Vance also admitted his favorite strategy was something sinister. I think, I still don't understand this game. - JD Vance said that when he played Magic: The Gathering, his favorite deck was Yawgmoth's Bargain. What the does this mean?
It's a combo deck where you get to trade your life away for power. He's doing what he needs to win, even if he's being a dirty Yawgmoth player. So is Yawgmoth's bargain disqualifying the way, like, a felon shouldn't be president? I probably wouldn't trust someone if they're willing to sacrifice
so much just to get ahead. Like how JD Vance spent years talking shit about Trump and then totally flipped and is now running with it. Yeah. People who played it won pretty much too much for it to be fun anymore. You could draw 20 cards if you want, which gives you a ton of advantage. You can't be touched for a whole turn. I wouldn't worry about that. Pretty sure that effect is in play, independent of cards. But was Vance's nerd cred enough to work a little magic in the voting booth? Who here is voting for Trump Vance?
Who here is voting for Harris, Waltz? And undecided voters? What are you gonna do? Get in a voting booth and roll a 20-sided die? Oh, thanks, man. What's harder to explain to your family? Being an undecided voter or being an adult man who plays magic together?
- Big undecided voter, actually. My parents are Haitian, like born and raised. So they're like, "What do you mean? We don't eat cats." - But like, did you tell your parents that JD Vance also played Magic: The Gathering? - No. But I don't think that's gonna sway them.
Well, have these wizards and warlocks really undecided? I needed to explain politics in a way they could understand. Using a custom election 2024 magic deck, I gave these Dorito munchers some truth to snack on. I summon JD Vance.
The Boy Wonder. When JD Vance' Boy Wonder enters the battlefield, all Haitian creatures are returned to their owners' lands. That's pretty strong. So do I have to lose? Yeah, you feel a little more decided now? I think so. One down, three to go. However, these players were teaching me a valuable lesson. That we're all losers.
but especially them. - When a creature like that gets exiled, you can choose if it's your commander to put it back in the command zone or leave it there. - How do I lose quickly? - Choose wrong.
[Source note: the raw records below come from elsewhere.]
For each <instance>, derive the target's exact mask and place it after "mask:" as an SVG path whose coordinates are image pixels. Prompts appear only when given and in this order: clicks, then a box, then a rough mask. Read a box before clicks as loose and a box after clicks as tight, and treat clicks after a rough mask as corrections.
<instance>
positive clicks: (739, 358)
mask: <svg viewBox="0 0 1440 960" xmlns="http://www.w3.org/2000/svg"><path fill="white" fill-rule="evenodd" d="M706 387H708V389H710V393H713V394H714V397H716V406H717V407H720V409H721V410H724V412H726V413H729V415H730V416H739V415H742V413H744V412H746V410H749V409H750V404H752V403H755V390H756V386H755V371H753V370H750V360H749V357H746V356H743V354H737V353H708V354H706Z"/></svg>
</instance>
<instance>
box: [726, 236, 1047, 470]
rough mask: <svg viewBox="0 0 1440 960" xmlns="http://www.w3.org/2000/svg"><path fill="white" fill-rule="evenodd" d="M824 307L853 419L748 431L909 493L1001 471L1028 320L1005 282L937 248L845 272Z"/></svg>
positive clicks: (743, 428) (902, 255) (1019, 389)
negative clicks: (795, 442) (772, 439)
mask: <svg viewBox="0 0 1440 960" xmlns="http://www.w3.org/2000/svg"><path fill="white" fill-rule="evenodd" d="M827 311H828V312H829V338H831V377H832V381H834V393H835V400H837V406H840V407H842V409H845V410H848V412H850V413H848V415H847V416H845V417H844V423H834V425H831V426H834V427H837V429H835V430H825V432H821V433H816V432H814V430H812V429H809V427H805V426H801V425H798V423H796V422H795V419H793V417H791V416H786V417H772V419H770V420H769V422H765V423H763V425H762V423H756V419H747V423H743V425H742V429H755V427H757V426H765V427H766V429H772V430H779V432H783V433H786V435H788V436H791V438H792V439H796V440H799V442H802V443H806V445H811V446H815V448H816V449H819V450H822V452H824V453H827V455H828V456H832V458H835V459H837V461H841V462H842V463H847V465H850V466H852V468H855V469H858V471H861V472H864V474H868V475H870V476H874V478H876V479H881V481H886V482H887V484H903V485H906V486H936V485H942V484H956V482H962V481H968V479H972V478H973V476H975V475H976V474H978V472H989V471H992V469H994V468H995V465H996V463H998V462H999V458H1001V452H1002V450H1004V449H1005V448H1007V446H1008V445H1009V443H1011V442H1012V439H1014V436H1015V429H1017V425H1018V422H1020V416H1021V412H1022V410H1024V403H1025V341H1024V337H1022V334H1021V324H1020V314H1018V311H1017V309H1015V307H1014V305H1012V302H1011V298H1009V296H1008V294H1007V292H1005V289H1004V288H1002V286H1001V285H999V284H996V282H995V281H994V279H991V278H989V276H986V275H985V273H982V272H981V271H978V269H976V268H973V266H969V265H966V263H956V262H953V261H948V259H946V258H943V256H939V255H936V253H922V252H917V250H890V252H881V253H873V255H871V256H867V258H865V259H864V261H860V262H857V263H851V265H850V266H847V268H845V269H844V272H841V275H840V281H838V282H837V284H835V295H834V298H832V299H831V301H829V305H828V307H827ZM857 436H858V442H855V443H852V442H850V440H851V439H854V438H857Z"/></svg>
You gotta choose wrong. Pick a number, one, two, three, or four. - Okay. - All right, ready? - One, two, three. - I pick three. - I pick two. - All right, so RFK Jr. and Elon Musk die. - Great. - I will pass the turn. - Swamp. I'll go find an island. You can go.
You're not even having a little bit of fun? I am having absolutely no fun. Time to do us all a favor and January 6th is shit. Game over, nerds.